Tuesday, March 31, 2009

March 31 2009

I have always wanted to keep a dream journal--even since i was really little.  Since I already have three journals I try to use as frequently as possible and sometimes get lazy with writing, I though maybe a dream blog would be a perfect solution.  I tend to be able to format my thoughts and think better on a keyboard anyways since sentences and thoughts come together faster with a keyboard and screen than with a pen and paper and keyboards doesnt get cramps and have to stop to take breaks and lose ideas in the process.
I should probably also mention i remember my dreams almost every time I sleep (I would say every night, but I hardly sleep at night atmore, at least not during what would traditionally be considered the "night hours")

I have had a few really good drems while I have been home--the kind that make you really happy and make you know it's going to be a great day.  The kind that make you know you're on the right path and that maybe it's not just wishful thinking.  The kind that wake waking life make sense.  I will exclude these however, because I feel their details will not fade and they have grown near enough to my heart that I don't wish them to be common knowledge.



I think the dream I had last night was a mix up of scenes from the perks of being a wall flower, ideals from eat pray love, and all of my hopes and wishes for the next 18 and some odd months of my life.    Those were the books i was reading until i finally fell asleep somewhere around 5 am, and summer and the semesters after are all I have been able to think about lately.  Life is getting very exciting.

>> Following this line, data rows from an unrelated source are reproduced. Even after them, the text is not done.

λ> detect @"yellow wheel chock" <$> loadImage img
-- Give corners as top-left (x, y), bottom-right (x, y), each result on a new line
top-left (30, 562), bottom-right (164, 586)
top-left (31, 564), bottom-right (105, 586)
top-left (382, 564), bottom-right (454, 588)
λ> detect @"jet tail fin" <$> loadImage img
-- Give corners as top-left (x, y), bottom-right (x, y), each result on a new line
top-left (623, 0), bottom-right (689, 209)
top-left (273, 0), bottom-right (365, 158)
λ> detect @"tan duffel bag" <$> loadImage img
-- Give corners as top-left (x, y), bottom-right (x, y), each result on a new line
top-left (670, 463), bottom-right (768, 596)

In my dream last night I went to a theater to see a movie--I don't remember which movie it was, or if it was even a real movie but I do remember that the theater was a grand, it had pillars and fabric on the walls and balconies.  And it was huge, even collosal.  Everyone i knew was there, seriously everyone.  Even the missionaries.  I wandered back to a place I felt like sitting it, and found that i was not without company even though I had gone to the theater that way.  
The boy sitting behind me was so-and-so from such-and-such place, neither of which i can remember now--or actually had probably ever heard of--but it made so much sense at the time.  I must have known him becuase I went back a row and sat beside him.  I also think we must have been really close because it was a rather emotional reunion, and he put his arm around me.  I think maybe we had dated previously.
Im not sure if the next chapter was the same dream, a different story, or both, but it seemed significant to me in a similar way.
I was at a boarding school, I think, somewhere in europe with some mates.  It feels like I should call them mates, not friends because of the nature of the dream.  We were silly and giddy as girls ofter are in exciting new places and on exciting new adventures.  I remember how excited we were to shave and shower and brush our teeth for the first time in a new city.  
I also remember a boy, I don't think he was a boy i actually know, maybe some sort of embodiment of all the things I've liked about all the boys I've know?  Something like that. 
He just felt really safe, like home.  We had some sort of connection that was real and deep.  I don't remember his name, but for some reason calling him "Broden" seems right.  I do not remember that or wish that to actually be his name, but it will work for now.  Broden was either my roommate, or just in the room while I was unpacking and setting up for a semester abroad.  I think the latter deserves it's day in the sun due to the fact that I honor it, and the fact that i had just read the last few letters of the perks of being a wall flower, including one of my favorite letters.   The one about charlie helping Sam pack for school.  Broden was smart, and gentle, and knew how to recover and fix my books when I though super gluing them to a cork-board would be a good storage place for them.  (Honestly, dreams can be so weird)  These books I had I'm pretty sure are not real books, I defiantly hadn't heard of them before, but i loved them still the same.  They were real to me.
At the end we were at a big assembly outside on steps, like those big political addresses in movies.  It was weird though because me and Broden were the ones on stage, and he had something really important to say, but I think i woke up before he said it, or I just don't remember.